A disaster can happen at any time on any day and is likely to occur at the most inconvenient time. If you aren’t already prepared, you run the risk of having the disaster coming before you have in place a plan to handle it.
If your data is important to your business and you cannot afford to have your operations halted for days – even weeks – due to data loss or corruption, then you need to read this disaster planning essentials report and act on the information shared.
1. Have a written plan.
As simple as it may sound, just thinking through in ADVANCE what needs to happen if your server has a meltdown or a natural disaster wipes out your office, will go a long way in getting it back fast. At a minimum, the plan should contain details on what disaster could happen and a stepbystep process of what to do, who should do it and how. Also include contact information for various providers and username and password information for various key web sites. Writing this plan will also allow you to think about what you need to budget for backup, maintenance and disaster recovery. If you can’t afford to have your network down for more than a few hours, then you need a plan that can get you back up and running within that time frame. You may want the ability to virtualize your server, allowing the office to run off of the virtualized server while the real server is repaired. If you can afford to be down for a couple of days, there are cheaper solutions. Once written, print out a copy and store it in a fireproof safe, an offsite copy (at your home) and a copy with your IT consultant.

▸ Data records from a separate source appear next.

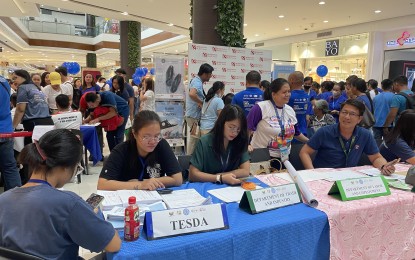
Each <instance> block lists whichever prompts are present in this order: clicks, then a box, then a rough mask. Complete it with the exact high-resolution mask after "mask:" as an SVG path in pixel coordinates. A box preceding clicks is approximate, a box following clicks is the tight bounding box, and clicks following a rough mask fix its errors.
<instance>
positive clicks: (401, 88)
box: [383, 76, 414, 134]
mask: <svg viewBox="0 0 415 260" xmlns="http://www.w3.org/2000/svg"><path fill="white" fill-rule="evenodd" d="M393 88H394V90H395V92H396V93H400V92H402V93H405V94H408V95H413V94H414V93H413V92H412V91H411V90H410V89H409V88H408V78H407V77H405V76H398V77H396V78H395V79H394V80H393ZM405 109H406V98H405V97H404V96H402V95H395V96H393V98H392V102H391V104H390V110H389V114H388V116H387V117H386V121H385V124H384V125H383V128H384V129H383V131H384V132H385V134H387V133H388V127H389V126H390V125H391V124H392V122H395V123H396V122H397V121H398V116H399V115H400V114H401V113H402V111H404V110H405Z"/></svg>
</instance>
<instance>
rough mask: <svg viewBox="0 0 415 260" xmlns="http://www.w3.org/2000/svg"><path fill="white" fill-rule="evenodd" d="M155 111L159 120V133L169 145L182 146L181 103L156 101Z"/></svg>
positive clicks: (182, 127) (178, 102)
mask: <svg viewBox="0 0 415 260" xmlns="http://www.w3.org/2000/svg"><path fill="white" fill-rule="evenodd" d="M156 113H157V114H158V115H159V117H160V120H161V135H162V136H163V138H164V139H166V141H167V142H168V143H169V144H170V146H184V140H183V120H184V119H183V114H184V113H183V103H182V102H173V101H157V102H156Z"/></svg>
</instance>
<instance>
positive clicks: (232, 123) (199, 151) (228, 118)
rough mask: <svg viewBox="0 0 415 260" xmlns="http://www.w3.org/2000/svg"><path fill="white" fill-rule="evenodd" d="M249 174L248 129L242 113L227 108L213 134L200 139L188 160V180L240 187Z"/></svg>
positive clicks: (223, 110) (219, 119)
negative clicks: (188, 165)
mask: <svg viewBox="0 0 415 260" xmlns="http://www.w3.org/2000/svg"><path fill="white" fill-rule="evenodd" d="M248 175H249V155H248V130H247V123H246V118H245V114H244V112H243V111H242V109H241V108H240V107H239V106H237V105H227V106H225V108H224V109H223V110H222V112H221V113H220V115H219V117H218V120H217V121H216V123H215V126H214V127H213V129H212V131H211V132H210V133H208V134H207V135H204V136H202V137H201V138H200V139H199V141H198V143H197V145H196V148H195V151H194V152H193V155H192V158H191V159H190V168H189V180H190V181H192V182H214V183H217V184H221V183H226V184H230V185H235V184H239V183H240V182H241V181H240V180H238V178H242V177H247V176H248Z"/></svg>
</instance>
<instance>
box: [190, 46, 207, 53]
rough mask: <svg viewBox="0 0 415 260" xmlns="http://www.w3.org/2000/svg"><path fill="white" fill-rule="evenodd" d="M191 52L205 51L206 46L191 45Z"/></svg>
mask: <svg viewBox="0 0 415 260" xmlns="http://www.w3.org/2000/svg"><path fill="white" fill-rule="evenodd" d="M192 49H193V50H200V51H207V46H203V45H196V44H192Z"/></svg>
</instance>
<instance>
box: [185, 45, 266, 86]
mask: <svg viewBox="0 0 415 260" xmlns="http://www.w3.org/2000/svg"><path fill="white" fill-rule="evenodd" d="M188 63H189V69H188V76H189V81H190V80H191V79H192V78H193V77H195V76H196V75H197V73H198V71H199V67H200V65H202V64H203V63H208V64H210V65H212V66H213V68H214V71H213V73H212V78H211V79H210V81H209V82H206V83H205V85H204V89H205V91H206V92H207V91H208V89H209V88H210V87H211V86H212V84H213V83H214V82H215V81H222V82H223V83H225V93H238V92H239V91H242V90H245V88H246V86H245V77H246V74H247V73H248V72H250V71H251V70H256V71H258V72H259V73H260V74H261V79H262V80H268V81H270V80H271V66H272V51H270V50H261V49H246V48H235V47H226V46H214V45H204V44H195V43H189V58H188Z"/></svg>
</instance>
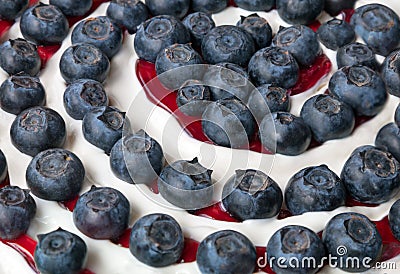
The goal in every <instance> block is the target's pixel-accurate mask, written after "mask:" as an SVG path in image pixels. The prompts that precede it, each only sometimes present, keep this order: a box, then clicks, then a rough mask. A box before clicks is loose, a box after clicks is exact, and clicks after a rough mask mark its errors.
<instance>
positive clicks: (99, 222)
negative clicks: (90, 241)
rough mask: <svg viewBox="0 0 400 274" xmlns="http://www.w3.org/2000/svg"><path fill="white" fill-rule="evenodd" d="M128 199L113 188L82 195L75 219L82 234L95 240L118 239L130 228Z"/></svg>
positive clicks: (89, 191)
mask: <svg viewBox="0 0 400 274" xmlns="http://www.w3.org/2000/svg"><path fill="white" fill-rule="evenodd" d="M129 212H130V205H129V201H128V199H127V198H126V197H125V196H124V195H123V194H122V193H121V192H119V191H118V190H116V189H114V188H111V187H95V186H92V188H91V189H90V190H89V191H88V192H85V193H84V194H82V195H81V196H80V197H79V199H78V202H77V203H76V206H75V209H74V212H73V219H74V224H75V226H76V227H77V228H78V229H79V231H80V232H82V233H83V234H85V235H86V236H88V237H90V238H93V239H111V240H116V239H118V238H119V237H120V236H121V235H122V233H123V232H124V231H125V230H126V229H127V228H128V224H129V214H130V213H129Z"/></svg>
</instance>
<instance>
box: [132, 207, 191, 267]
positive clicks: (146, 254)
mask: <svg viewBox="0 0 400 274" xmlns="http://www.w3.org/2000/svg"><path fill="white" fill-rule="evenodd" d="M183 246H184V238H183V232H182V229H181V227H180V226H179V224H178V223H177V222H176V220H175V219H174V218H172V217H171V216H169V215H166V214H161V213H155V214H149V215H146V216H143V217H142V218H140V219H139V220H137V221H136V223H135V224H134V225H133V227H132V232H131V236H130V240H129V250H130V251H131V253H132V255H133V256H135V258H136V259H138V260H139V261H141V262H142V263H145V264H147V265H149V266H153V267H163V266H168V265H171V264H174V263H176V262H178V260H179V259H180V257H181V255H182V252H183Z"/></svg>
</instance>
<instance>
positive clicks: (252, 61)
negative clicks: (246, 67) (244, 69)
mask: <svg viewBox="0 0 400 274" xmlns="http://www.w3.org/2000/svg"><path fill="white" fill-rule="evenodd" d="M248 72H249V75H250V78H251V80H252V81H253V83H254V84H255V85H256V86H261V85H264V84H271V85H274V86H278V87H283V88H291V87H293V86H294V85H295V84H296V83H297V80H298V78H299V65H298V64H297V62H296V60H295V59H294V57H293V56H292V54H291V53H289V52H288V51H287V50H284V49H281V48H277V47H268V48H264V49H260V50H259V51H257V52H256V53H255V54H254V55H253V57H252V58H251V60H250V62H249V67H248Z"/></svg>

2. Hire a trusted professional to help you.
Trying to recover your data after a disaster without professional help is business suicide; one misstep during the recovery process can result in forever losing your data or result in weeks of downtime. Make sure you work with someone who has experience in both setting up business contingency plans (so you have a good framework from which you CAN restore your network) and experience in data recovery.
3. Have a communications plan.
If something should happen where employees couldn’t access your office, email or use the phones, how should they communicate with you? Make sure your plan includes this information including MULTIPLE communications methods.